I have a simple C++ struct that basically wraps a standard C array:
struct MyArray {
T* data;
int length;
// ...
}
where T
is a numeric type like float
or double
. length
is the number of elements in the array. Typically my arrays are very large (tens of thousands up to tens of millions of elements).
I have an MPI program where I would like to expose two instances of MyArray
, say a_old
and a_new
, as shared memory objects via MPI 3 shared memory. The context is that each MPI rank reads from a_old
. Then, each MPI rank writes to certain indices of a_new
(each rank only writes to its own set of indices - no overlap). Finally, a_old = a_new
must be set on all ranks. a_old
and a_new
are the same size. Right now I'm making my code work by syncing (Isend/Irecv
) each rank's updated values with other ranks. However, due to the data access pattern, there's no reason I need to incur the overhead of message passing and could instead have one shared memory object and just put a barrier before a_old = a_new
. I think this would give me better performance (though please correct me if I'm wrong).
I have had trouble finding complete code examples of doing shared memory with MPI 3. Most sites only provide reference documentation or incomplete snippets.
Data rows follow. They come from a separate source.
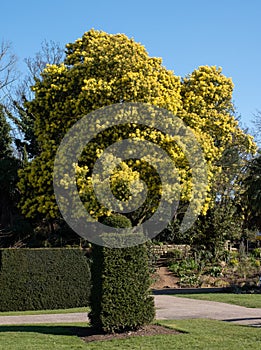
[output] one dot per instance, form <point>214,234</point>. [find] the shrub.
<point>120,297</point>
<point>35,279</point>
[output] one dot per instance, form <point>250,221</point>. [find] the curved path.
<point>167,307</point>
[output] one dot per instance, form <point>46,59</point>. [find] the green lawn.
<point>201,334</point>
<point>247,300</point>
<point>42,312</point>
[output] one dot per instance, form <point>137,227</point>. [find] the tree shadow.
<point>66,330</point>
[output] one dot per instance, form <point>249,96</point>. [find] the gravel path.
<point>167,307</point>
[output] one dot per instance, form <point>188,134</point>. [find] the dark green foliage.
<point>35,279</point>
<point>117,220</point>
<point>120,297</point>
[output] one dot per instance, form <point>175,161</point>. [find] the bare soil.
<point>89,334</point>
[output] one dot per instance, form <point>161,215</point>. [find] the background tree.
<point>251,194</point>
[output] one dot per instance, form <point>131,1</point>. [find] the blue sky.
<point>186,34</point>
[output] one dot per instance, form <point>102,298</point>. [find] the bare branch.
<point>8,73</point>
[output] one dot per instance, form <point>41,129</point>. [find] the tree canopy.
<point>101,69</point>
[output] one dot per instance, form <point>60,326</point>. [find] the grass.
<point>201,334</point>
<point>43,312</point>
<point>247,300</point>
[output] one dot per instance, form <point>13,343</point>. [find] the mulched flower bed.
<point>89,334</point>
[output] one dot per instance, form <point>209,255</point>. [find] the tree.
<point>251,194</point>
<point>7,67</point>
<point>8,175</point>
<point>100,70</point>
<point>26,141</point>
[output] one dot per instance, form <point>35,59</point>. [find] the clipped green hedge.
<point>120,297</point>
<point>37,279</point>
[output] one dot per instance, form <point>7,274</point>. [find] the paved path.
<point>167,307</point>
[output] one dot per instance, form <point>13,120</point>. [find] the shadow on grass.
<point>47,329</point>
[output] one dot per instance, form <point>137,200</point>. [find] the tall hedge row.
<point>120,297</point>
<point>35,279</point>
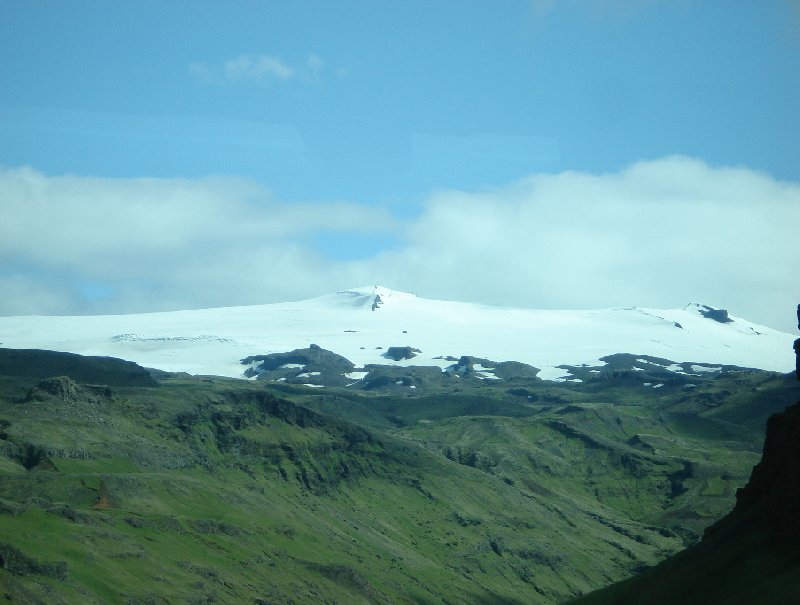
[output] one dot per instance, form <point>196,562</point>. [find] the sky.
<point>534,153</point>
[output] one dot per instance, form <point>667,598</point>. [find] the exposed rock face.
<point>774,486</point>
<point>398,353</point>
<point>394,377</point>
<point>720,315</point>
<point>797,348</point>
<point>313,365</point>
<point>773,492</point>
<point>40,364</point>
<point>62,387</point>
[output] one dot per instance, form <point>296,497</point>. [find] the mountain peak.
<point>720,315</point>
<point>373,297</point>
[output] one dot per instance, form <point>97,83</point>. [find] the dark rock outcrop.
<point>773,492</point>
<point>720,315</point>
<point>399,353</point>
<point>311,365</point>
<point>38,364</point>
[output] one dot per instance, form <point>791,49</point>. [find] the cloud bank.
<point>254,69</point>
<point>659,233</point>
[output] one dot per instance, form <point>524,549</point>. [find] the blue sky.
<point>380,108</point>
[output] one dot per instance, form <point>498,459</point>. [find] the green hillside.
<point>208,490</point>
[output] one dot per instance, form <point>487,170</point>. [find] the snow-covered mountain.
<point>361,324</point>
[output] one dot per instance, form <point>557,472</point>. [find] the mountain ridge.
<point>362,323</point>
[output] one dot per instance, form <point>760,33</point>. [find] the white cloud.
<point>660,234</point>
<point>256,68</point>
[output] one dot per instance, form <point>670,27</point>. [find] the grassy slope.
<point>208,490</point>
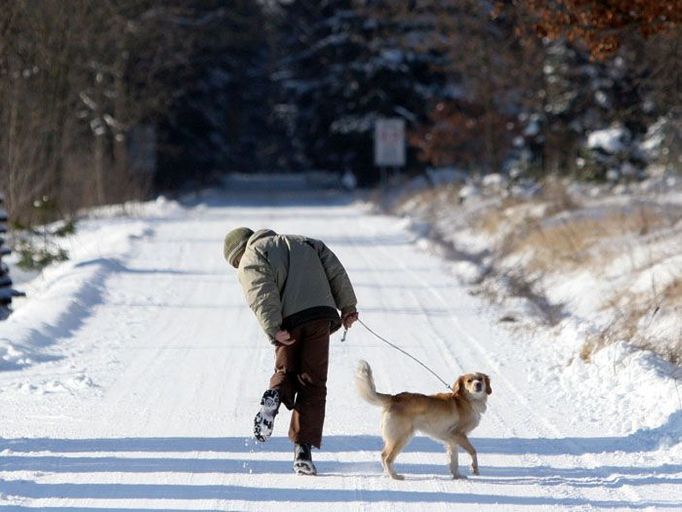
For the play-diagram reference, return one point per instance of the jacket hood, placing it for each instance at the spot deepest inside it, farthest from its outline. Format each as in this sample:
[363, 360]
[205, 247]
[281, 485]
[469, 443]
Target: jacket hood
[261, 233]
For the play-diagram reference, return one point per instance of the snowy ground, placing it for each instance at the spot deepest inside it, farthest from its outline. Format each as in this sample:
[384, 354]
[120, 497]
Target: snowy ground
[130, 376]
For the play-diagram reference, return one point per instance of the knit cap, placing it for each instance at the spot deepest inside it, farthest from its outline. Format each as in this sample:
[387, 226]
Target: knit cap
[235, 241]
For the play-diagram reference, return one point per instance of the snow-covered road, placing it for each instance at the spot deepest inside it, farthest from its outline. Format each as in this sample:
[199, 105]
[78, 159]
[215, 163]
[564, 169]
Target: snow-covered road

Could someone walk me through a simple and complete code example that does the sort of thing I'm trying to achieve (updating and syncing a numeric array via MPI shared memory)? I understand the main concepts of creating shared memory communicators and windows, setting fences, etc., but it would really help my understanding to see one example that puts it all together.
Also, I should mention that I'll only be running my code on one node, so I don't need to worry about needing multiple copies of my shared-memory object across nodes; I just need one copy of my data for the single node on which my MPI processes are running. Despite this, other solutions like OpenMP aren't feasible for me in this case, since I have a ton of MPI code and can't rewrite everything for the sake of one or two arrays I'd like to share.